Validating POST Data Against JSON Schema

Simon MacDonald’s avatar

by Simon MacDonald
@macdonst
on

complicated forms Photo by Sincerely Media on Unsplash

Often I create routes to POST data that will eventually get stored in a database. These routes support the both the application/json and application/x-www-form-urlencoded Content-Types. In Architect a typical POST handler will look like this:

// POST data
import arc from '@architect/functions'
import json from './json.mjs'
import HTML from './html.mjs'

export const handler = arc.http.async(json, HTML)

Instead of duplicating the validation code in the json and HTML handlers, it makes sense to put a validate middleware step before attempting to store the data.

// POST data
import arc from '@architect/functions'
import json from './json.mjs'
import HTML from './html.mjs'
import validate from './validate.mjs'

export const handler = arc.http.async(validate, json, HTML)

The question is, how do we validate our data? This is where JSON Schema comes into play.

JSON Schema

JSON Schema is a vocabulary for making assertions about JSON documents. You can use a JSON Schema document to annotate and validate other JSON documents.

We specify the structure of the incoming JSON doc and some validation rules around what values are acceptable for those properties.
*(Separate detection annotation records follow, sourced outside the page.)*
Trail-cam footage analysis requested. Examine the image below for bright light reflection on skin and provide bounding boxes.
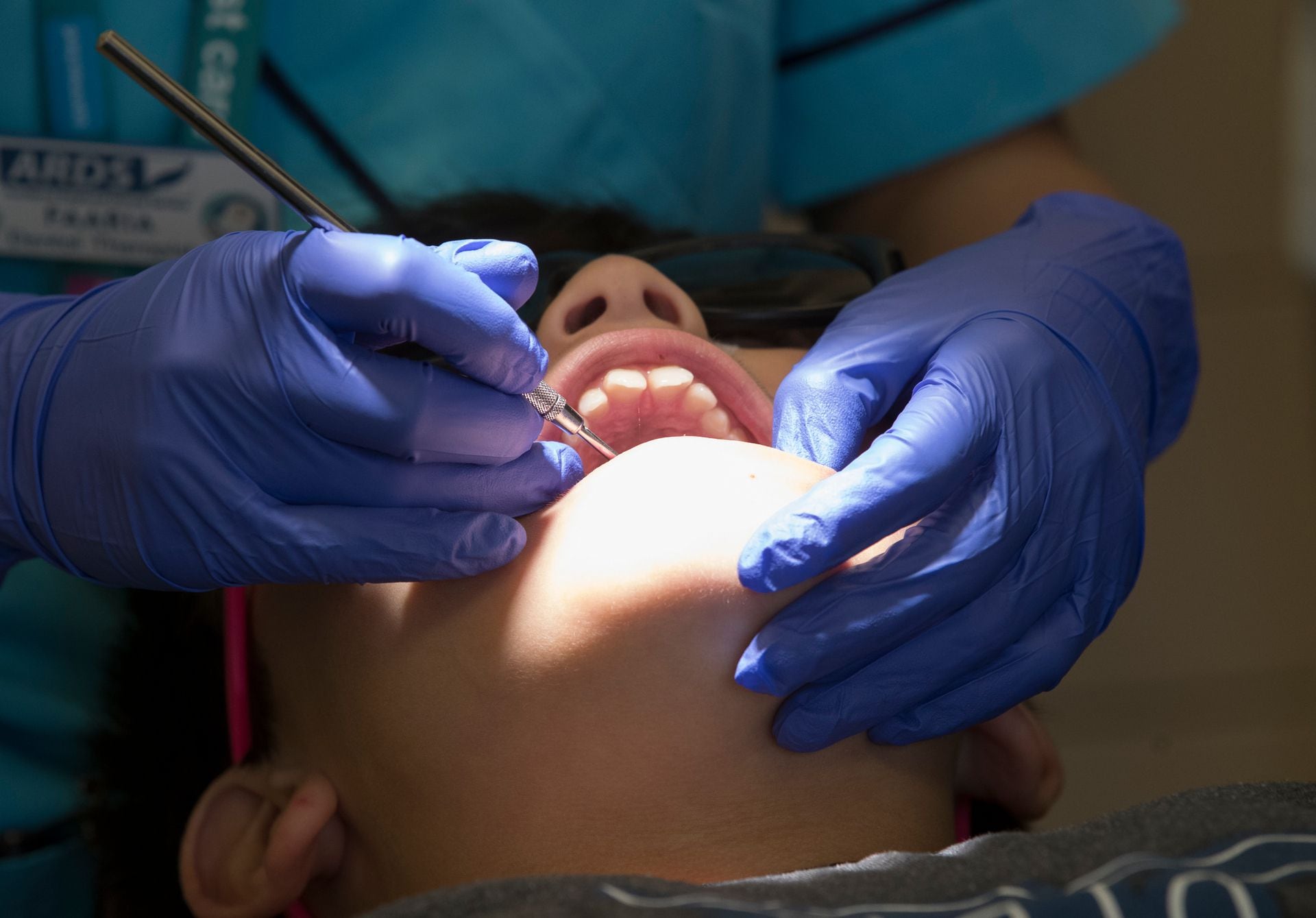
[247,261,954,918]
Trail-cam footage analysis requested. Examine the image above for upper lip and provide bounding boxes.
[544,328,772,445]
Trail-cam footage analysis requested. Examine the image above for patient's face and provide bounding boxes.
[255,257,949,894]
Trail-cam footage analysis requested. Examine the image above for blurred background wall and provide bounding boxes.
[1041,0,1316,826]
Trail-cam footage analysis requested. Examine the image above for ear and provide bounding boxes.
[955,705,1064,822]
[179,766,343,918]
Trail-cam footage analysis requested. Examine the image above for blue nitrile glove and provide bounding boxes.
[0,230,581,590]
[735,193,1196,751]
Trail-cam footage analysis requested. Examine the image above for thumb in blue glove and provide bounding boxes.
[735,193,1196,749]
[0,230,581,590]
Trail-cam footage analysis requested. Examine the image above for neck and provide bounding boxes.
[578,735,954,882]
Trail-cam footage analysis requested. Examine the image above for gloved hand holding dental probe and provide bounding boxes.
[735,192,1196,751]
[0,229,581,590]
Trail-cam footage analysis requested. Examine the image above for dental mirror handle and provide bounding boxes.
[96,29,616,459]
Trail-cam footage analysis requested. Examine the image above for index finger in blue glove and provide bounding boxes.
[740,362,996,592]
[217,499,525,589]
[262,442,583,516]
[287,229,548,394]
[735,458,1040,697]
[772,568,1077,751]
[868,605,1093,745]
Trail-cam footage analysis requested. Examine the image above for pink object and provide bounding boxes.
[223,586,313,918]
[955,794,974,844]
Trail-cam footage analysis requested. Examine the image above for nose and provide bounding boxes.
[535,256,708,359]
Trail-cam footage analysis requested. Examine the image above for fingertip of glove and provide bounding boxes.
[737,529,811,592]
[772,705,831,752]
[450,514,525,577]
[735,639,785,698]
[438,240,539,309]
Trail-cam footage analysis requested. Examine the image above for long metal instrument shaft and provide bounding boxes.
[96,29,617,459]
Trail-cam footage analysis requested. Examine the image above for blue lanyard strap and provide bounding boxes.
[37,0,110,141]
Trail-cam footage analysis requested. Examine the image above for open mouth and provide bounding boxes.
[539,328,772,474]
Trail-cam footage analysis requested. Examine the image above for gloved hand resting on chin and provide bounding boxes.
[0,230,581,590]
[735,192,1196,751]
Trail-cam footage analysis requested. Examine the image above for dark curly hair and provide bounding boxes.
[87,192,685,918]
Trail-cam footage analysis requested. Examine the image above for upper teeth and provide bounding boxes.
[576,366,750,448]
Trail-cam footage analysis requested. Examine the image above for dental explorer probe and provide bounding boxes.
[96,29,617,459]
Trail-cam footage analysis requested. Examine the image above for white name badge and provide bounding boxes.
[0,136,279,265]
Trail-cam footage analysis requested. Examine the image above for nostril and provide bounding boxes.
[562,296,608,335]
[645,290,681,326]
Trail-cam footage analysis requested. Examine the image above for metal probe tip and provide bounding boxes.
[96,29,617,459]
[522,382,617,459]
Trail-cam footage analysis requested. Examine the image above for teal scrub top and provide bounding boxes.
[0,0,1179,901]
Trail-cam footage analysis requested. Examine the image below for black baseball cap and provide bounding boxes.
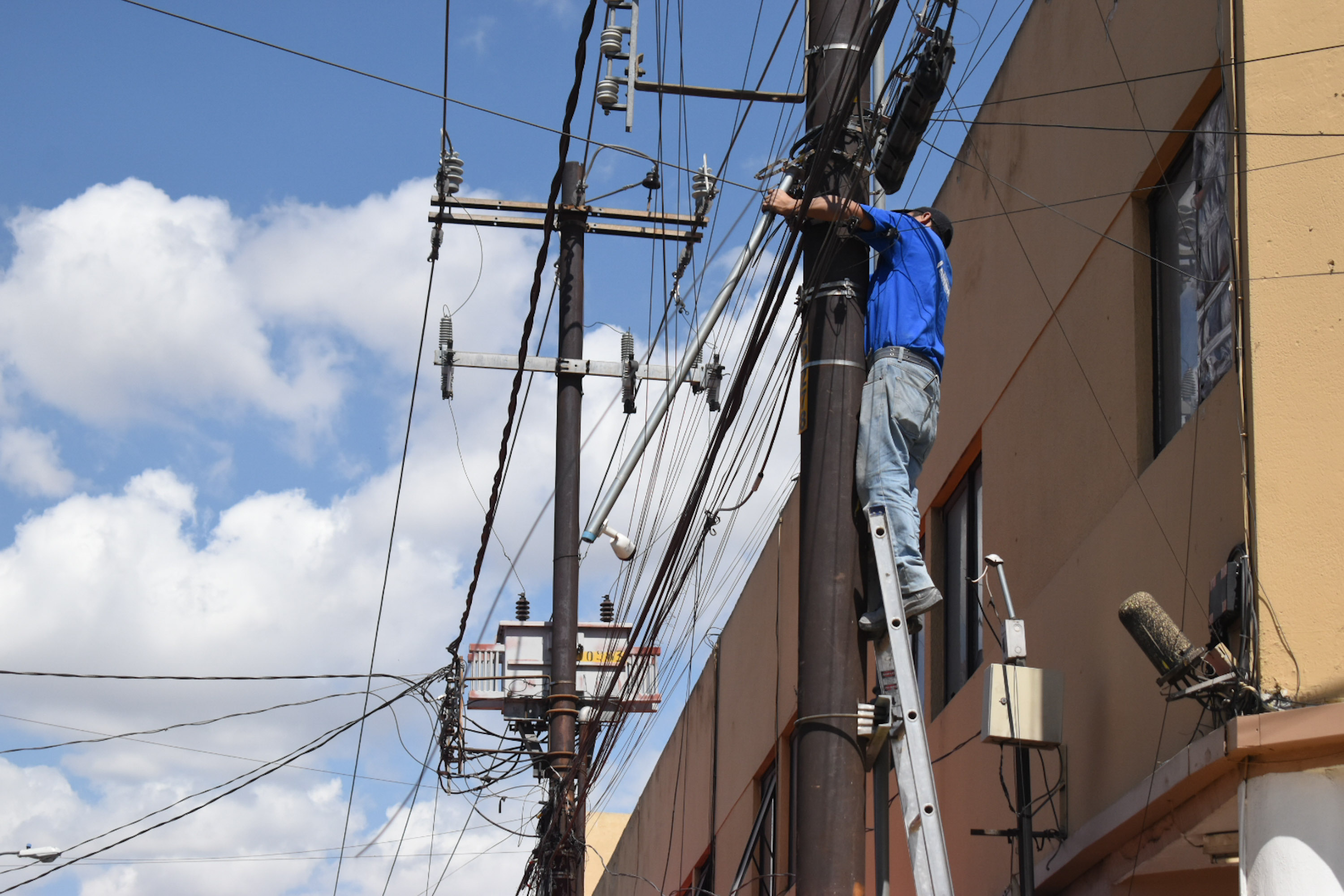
[910,206,952,249]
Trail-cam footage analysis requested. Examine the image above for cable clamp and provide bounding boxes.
[802,358,868,372]
[798,277,859,306]
[802,43,863,56]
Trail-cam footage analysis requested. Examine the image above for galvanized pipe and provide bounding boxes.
[583,175,793,541]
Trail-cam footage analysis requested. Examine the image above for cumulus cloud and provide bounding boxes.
[0,426,75,497]
[0,179,532,434]
[0,172,796,895]
[0,465,546,893]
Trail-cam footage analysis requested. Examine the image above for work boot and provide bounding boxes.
[859,586,942,635]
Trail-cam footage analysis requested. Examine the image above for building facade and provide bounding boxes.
[589,0,1344,896]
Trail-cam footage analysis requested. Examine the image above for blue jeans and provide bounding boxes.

Let’s look at a JSON Schema for a Book with three properties: title, author, and publication date.

// book.schema.json
{
  "id":"Book",
  "type":"object",
  "properties": {
    "title": { "type": "string" },
    "author": { "type": "string" },
    "publication_date": { "type": "integer" }
  }
}

The title and author are strings, but the publication date is an integer. It means that if we receive the following JSON payload, it will pass validation:

{
  "title":"Modern Software Engineering",
  "author": "Dave Farley",
  "publication_date": 2021
}

While the following payload will fail validation:

{
  "title":"Modern Software Engineering",
  "author": "Dave Farley",
  "publication_date": "2021"
}

As the publication date is a String and not an Integer. Failing the validation step will help prevent garbage from entering our database.

Validation Middleware

Now that we have a way of specifying what our data should look like let’s write some middleware to validate input.

// validate.mjs
import { Validator } from 'jsonschema'

const Book = // loaded from book.schema.json

export default async function validate(req) {
   const v = new Validator();
   let res = v.validate(req.body, Book)
   if (!res.valid) {
       return {
           statusCode: 500,
           json: { error: res.errors.map(e => e.stack).join('\\n') }
       }
   }
}

This code works great as long as the Content-Type is application/json. Unfortunately, if you are responding to a form post and the Content-Type is application/x-www-form-urlencoded, all of the properties in the request body will be strings. So the validation of the publication date will fail.

This is where @begin/validator comes in.

@begin/validator

The @begin/validator package:

Validates request bodies against a provided JSON Schema. Content-type’s supported included application/json and application/x-www-form-urlencoded. JSON request bodies are validated directly against the schema, while form-encoded bodies are coerced into schema format.

This results in a slight change to our validate middleware but hides the complexity of converting URL form-encoded data to an object that conforms to the structure of the JSON Schema.

import validator from '@begin/validator'
const Book = // book.schema.json
export default async function validate(req) {
   let res = validator(req, Book )
   if (!res.valid) {
       return {
           statusCode: 500,
           json: { error: res.errors.map(e => e.stack).join('\n') }
       }
   }
}

@begin/validator is in alpha right now, and pull requests are welcome!

Next Steps

JSON Schema is a valuable tool for validating input, but maybe, just maybe, we could also use it to create input forms automatically 🤔.